Almost as if by turning a page in a screenwriter’s script, she made good on that by landing jobs at UMMC first at the Pavilion, then JMM, taking time off in the middle when her condition flared up. She was promoted to her current position in 2019, overseeing the largest number of board-certified pain physicians in Mississippi. 

“We see chronic pain patients,” she said. “There’s a plethora of patients who come in for back aches, back injuries, knee injuries, any kind of chronic pain. We treat them for pain with interventional measures and medicine when necessary. It’s ever-evolving in this clinic with what our specialists can do, with injection therapy and surgical techniques.”

Coworkers call her a “jack-of-all-trades” when it comes to working with her staff and the public in general.

Anand Prem

“Kenya brings a can-do attitude to work, along with a smile on her face and, quite often, a box of donuts in hand, much to the delight of our staff,” said Dr. Anand Prem, medical director for the pain clinic. “It’s all so refreshing to see, particularly in a work environment where you often encounter pain and suffering.” 

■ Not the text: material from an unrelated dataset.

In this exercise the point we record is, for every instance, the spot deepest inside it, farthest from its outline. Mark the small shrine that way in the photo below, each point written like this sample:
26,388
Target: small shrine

Jefferson said the qualities she brings to her roles on stage and screen can be a lesson to anyone who works in customer service.

“Because I’m naturally bubbly and happy, I wanted to change the atmosphere of this clinic to reflect that,” she said. “I know what it feels like to have chronic pain, so now we greet the customer with kindness and with a smile.”

The thought of a full-time role in TV is tantalizing and remains a goal, she said. She’s hired an agent and takes any role for which she can make time.

“Acting is my passion and people are my passion,” she said. “Being at UMMC has been so accommodating, professionally, for me because all of my doctors are in one place. And I’m able to balance my day job with my passion. I’m able to take days off available to me if there’s acting role out of town. What UMMC has contributed to my life is just indescribable. If not for the people of UMMC, I would not be here.”